Assume $ f $ is bounded function in an interval $ J $, and prove that:
$ \sup_{s,t\in J}|f\left(t\right)-f\left(s\right)|=\sup_{x\in J}f\left(x\right)-\inf_{x\in J}f\left(x\right) $
Here's what I tried:
let $ \varepsilon>0 $. We can find $ s,t\in J $ such that
$ \sup_{x\in J}f\left(x\right)<f\left(s\right)+\frac{\varepsilon}{2} $ and $ f\left(t\right)-\frac{\varepsilon}{2}<\inf_{x\in J}f\left(x\right) $
Thus,
$ 0\leq\sup_{x\in J}f\left(x\right)-\inf_{x\in J}f\left(x\right)<f\left(s\right)-f\left(t\right)+\varepsilon\leq|f\left(s\right)-f\left(t\right)|+\varepsilon\leq\sup_{t,s\in J}|f\left(s\right)-f\left(t\right)|+\varepsilon $
And therefore
$ \left(\sup_{x\in J}f\left(x\right)-\inf_{x\in J}f\left(x\right)\right)-\sup_{s,t\in J}|f\left(t\right)-f\left(s\right)|<\varepsilon $
Now, I will argue that $ \sup_{s,t\in J}|f\left(s\right)-f\left(t\right)|\leq\sup_{x\in J}f\left(x\right)-\inf_{x\in J}f\left(x\right) $.
Let $ t,s\in J $
Then, $ f\left(s\right)-f\left(t\right)\leq\sup_{s\in J}f\left(s\right)-\inf_{t\in J}f\left(t\right)=\sup_{x\in J}f\left(x\right)-\inf_{x\in J}f\left(x\right) $
And also
$ f\left(t\right)-f\left(s\right)\leq\sup_{t\in J}f\left(t\right)-\inf_{s\in J}f\left(s\right)=\sup_{x\in J}f\left(x\right)-\inf_{x\in J}f\left(x\right) $
Therefore,
$ |f\left(s\right)-f\left(t\right)|\leq\sup_{x\in J}f\left(x\right)-\inf_{x\in J}f\left(x\right) $
for any, $ t,s \in J $. So $ \sup_{x\in J}f\left(x\right)-\inf_{x\in J}f\left(x\right) $ is an upper bound, and therefore $ \sup_{t,s\in J}|f\left(s\right)-f\left(t\right)|\leq\sup_{x\in J}f\left(x\right)-\inf_{x\in J}f\left(x\right) $
And finally we have:
$ 0\leq\left(\sup_{x\in J}f\left(x\right)-\inf_{x\in J}f\left(x\right)\right)-\sup_{t,s\in J}|f\left(s\right)-f\left(t\right)|<\varepsilon $
for any $ \varepsilon >0 $.
So we can conclude that
$ \left(\sup_{x\in J}f\left(x\right)-\inf_{x\in J}f\left(x\right)\right)=\sup_{t,s\in J}|f\left(s\right)-f\left(t\right)| $
I feel like I made it complicated and one can find much simpler proof.

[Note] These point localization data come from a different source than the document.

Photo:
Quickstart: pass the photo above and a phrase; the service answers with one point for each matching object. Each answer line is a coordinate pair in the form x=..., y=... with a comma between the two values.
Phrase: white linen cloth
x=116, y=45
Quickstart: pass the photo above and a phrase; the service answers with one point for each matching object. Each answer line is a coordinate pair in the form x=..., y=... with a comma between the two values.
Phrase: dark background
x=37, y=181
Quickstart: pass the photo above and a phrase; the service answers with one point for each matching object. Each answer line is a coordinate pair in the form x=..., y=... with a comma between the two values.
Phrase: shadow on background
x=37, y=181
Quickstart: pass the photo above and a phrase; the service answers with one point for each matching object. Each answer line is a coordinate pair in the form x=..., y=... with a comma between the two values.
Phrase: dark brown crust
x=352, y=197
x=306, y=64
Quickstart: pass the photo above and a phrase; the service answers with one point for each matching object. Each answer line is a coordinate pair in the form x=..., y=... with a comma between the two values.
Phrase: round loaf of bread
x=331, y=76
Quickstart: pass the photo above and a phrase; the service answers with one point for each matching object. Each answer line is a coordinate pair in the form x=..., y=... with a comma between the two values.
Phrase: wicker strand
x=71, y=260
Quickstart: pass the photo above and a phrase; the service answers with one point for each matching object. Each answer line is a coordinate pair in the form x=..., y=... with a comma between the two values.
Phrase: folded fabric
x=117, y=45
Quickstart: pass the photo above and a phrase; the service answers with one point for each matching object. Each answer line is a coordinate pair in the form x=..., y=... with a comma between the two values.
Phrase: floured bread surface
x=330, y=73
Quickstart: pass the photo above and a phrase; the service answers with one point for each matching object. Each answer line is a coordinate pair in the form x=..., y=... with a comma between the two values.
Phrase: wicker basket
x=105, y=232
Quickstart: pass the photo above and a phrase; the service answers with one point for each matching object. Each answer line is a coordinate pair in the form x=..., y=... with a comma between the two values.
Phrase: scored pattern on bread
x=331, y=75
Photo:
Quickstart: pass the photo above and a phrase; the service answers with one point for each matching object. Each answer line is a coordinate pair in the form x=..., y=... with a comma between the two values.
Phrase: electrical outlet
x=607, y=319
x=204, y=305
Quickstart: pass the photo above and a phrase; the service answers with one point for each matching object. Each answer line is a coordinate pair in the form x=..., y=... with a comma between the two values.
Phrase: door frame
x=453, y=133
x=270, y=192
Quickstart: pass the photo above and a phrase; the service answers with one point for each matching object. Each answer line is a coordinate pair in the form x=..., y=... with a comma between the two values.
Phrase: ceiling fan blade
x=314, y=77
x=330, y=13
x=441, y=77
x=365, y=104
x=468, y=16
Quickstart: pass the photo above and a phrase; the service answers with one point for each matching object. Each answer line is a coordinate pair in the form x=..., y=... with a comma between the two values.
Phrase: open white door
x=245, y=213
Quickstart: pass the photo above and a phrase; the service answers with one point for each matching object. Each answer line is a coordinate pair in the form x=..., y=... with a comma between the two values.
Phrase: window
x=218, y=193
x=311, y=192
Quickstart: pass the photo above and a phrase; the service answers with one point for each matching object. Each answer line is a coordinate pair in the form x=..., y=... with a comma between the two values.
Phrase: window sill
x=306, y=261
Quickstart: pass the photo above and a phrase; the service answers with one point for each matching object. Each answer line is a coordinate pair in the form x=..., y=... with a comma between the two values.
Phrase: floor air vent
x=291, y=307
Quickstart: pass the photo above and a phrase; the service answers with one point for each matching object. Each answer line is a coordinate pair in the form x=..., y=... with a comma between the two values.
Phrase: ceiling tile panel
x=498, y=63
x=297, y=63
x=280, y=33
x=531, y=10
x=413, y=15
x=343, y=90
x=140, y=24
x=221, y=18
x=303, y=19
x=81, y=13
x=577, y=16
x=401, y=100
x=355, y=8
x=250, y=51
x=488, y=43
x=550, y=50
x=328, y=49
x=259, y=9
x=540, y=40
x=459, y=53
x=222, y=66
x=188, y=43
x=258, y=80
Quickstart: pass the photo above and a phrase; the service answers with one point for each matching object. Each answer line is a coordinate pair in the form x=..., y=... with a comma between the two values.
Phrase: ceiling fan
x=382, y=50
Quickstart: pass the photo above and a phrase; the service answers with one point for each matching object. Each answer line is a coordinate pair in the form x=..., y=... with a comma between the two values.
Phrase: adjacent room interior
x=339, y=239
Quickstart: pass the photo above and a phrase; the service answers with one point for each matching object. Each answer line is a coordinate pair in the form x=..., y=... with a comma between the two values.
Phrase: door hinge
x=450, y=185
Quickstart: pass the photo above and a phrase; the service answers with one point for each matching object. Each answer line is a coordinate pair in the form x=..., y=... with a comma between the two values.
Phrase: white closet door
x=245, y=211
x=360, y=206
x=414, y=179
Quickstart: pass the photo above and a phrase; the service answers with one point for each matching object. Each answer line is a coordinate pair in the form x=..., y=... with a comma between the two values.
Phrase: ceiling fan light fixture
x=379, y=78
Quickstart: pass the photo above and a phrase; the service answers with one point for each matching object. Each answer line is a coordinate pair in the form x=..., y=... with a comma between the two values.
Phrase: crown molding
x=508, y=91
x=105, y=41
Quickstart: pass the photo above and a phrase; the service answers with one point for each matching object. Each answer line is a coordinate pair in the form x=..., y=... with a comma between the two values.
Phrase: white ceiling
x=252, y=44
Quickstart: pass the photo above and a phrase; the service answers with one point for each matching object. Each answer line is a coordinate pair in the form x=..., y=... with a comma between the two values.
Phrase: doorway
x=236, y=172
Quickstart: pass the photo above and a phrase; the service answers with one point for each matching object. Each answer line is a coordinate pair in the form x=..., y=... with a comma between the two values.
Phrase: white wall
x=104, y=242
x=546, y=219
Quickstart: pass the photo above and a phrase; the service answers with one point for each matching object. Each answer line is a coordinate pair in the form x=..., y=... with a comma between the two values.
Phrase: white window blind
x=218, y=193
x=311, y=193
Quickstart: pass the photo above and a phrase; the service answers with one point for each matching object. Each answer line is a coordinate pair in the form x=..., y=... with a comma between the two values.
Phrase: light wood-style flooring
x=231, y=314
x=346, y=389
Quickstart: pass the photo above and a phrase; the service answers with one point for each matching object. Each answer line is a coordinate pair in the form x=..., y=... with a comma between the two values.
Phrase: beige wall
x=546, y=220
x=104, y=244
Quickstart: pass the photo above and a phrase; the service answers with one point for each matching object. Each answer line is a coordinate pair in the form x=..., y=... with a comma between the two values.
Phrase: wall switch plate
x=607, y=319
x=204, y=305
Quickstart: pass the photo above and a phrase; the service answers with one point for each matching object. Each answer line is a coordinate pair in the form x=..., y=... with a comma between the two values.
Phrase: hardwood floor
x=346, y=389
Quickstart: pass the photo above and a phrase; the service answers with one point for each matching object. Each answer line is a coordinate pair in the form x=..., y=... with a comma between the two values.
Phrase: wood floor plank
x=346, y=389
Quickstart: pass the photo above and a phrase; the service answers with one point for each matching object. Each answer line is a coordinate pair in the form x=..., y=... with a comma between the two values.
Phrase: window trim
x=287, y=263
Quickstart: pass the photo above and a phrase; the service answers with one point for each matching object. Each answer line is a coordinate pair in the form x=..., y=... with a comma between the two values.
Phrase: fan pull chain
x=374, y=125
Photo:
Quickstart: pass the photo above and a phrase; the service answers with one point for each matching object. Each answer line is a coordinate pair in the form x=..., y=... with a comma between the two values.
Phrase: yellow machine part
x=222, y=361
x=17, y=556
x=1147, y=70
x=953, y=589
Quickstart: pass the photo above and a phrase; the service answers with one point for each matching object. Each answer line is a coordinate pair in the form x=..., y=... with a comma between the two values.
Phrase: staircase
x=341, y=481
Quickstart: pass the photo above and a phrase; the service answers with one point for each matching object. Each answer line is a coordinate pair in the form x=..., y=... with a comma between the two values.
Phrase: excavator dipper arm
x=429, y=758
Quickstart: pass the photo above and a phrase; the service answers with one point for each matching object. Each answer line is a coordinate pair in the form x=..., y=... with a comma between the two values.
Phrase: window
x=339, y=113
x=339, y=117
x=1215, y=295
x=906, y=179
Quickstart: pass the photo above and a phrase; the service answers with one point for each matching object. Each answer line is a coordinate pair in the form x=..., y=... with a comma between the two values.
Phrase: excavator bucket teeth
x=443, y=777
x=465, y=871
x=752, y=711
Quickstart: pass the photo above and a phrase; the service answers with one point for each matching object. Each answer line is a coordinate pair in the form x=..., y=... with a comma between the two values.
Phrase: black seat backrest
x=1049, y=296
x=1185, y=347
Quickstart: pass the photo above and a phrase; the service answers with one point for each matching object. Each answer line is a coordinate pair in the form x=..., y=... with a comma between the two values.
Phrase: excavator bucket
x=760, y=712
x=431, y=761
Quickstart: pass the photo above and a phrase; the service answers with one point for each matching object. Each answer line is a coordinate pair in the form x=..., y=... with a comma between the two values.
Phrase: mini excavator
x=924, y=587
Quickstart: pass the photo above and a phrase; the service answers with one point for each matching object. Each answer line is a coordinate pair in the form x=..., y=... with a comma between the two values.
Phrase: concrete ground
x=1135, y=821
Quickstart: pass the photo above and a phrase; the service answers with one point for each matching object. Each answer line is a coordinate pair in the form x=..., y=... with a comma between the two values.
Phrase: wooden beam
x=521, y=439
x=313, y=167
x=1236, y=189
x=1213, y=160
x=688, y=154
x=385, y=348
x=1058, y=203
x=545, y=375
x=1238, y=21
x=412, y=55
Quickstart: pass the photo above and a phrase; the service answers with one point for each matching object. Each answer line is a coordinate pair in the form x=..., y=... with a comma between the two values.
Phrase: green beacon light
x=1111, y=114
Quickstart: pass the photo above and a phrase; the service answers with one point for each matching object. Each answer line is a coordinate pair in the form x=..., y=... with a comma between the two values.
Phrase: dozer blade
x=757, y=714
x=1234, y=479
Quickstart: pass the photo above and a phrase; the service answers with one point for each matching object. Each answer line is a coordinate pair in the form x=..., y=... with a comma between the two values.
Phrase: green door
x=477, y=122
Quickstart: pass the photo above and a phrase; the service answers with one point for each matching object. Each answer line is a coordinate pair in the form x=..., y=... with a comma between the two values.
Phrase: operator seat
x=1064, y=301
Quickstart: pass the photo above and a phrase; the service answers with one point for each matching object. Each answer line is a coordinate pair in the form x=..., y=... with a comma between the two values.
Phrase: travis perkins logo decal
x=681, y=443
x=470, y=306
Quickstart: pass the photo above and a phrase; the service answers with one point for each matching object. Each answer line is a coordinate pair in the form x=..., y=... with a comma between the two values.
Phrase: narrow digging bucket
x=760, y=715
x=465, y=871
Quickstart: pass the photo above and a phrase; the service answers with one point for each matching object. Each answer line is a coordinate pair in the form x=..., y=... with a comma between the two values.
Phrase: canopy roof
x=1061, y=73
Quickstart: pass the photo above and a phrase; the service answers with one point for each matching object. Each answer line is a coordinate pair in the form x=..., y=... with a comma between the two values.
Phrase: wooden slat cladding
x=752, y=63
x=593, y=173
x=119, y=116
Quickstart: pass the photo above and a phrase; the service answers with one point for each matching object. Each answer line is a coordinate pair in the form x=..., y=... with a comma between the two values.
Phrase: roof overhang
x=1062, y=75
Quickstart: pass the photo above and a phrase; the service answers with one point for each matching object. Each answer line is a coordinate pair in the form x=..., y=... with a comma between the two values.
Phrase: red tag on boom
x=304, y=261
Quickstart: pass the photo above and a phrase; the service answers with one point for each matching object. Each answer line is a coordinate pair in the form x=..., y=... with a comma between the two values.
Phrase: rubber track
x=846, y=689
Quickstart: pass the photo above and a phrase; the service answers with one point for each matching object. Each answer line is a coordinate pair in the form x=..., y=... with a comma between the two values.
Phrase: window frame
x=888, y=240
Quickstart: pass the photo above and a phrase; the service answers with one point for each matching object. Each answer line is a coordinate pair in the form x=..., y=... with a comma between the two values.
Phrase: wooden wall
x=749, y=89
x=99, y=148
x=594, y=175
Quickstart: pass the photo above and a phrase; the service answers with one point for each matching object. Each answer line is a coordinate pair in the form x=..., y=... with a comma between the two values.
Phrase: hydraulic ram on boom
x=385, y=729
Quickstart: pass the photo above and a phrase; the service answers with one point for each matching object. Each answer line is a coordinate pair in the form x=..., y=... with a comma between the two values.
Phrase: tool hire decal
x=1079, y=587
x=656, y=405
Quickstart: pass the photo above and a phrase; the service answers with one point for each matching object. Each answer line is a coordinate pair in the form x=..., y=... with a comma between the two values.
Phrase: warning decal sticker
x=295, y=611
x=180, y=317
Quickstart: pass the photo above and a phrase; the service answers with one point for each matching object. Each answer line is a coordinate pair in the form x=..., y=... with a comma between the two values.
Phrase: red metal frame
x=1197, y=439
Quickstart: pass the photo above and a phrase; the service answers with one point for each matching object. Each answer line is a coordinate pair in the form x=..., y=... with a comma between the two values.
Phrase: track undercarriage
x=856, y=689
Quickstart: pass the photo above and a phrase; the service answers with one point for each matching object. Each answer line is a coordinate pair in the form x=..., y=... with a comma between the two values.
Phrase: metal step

So, I'll be glad to hear if this proof works at all, and if anyone can suggest simpler solution that would be helpful. Thanks in advance
First of all notice that you can drop the absolute value. Then you have
$$\sup _{s,t} (f(t)-f(s)) = \sup _t\sup_s (f(t)-f(s)) = \sup_t (f(t)-\inf_s f(s)) = \sup_t f(t)-\inf_s f(s)$$ and that is it. I just used the fact that if something does not depend on $s$, than can be brought outside of the sup.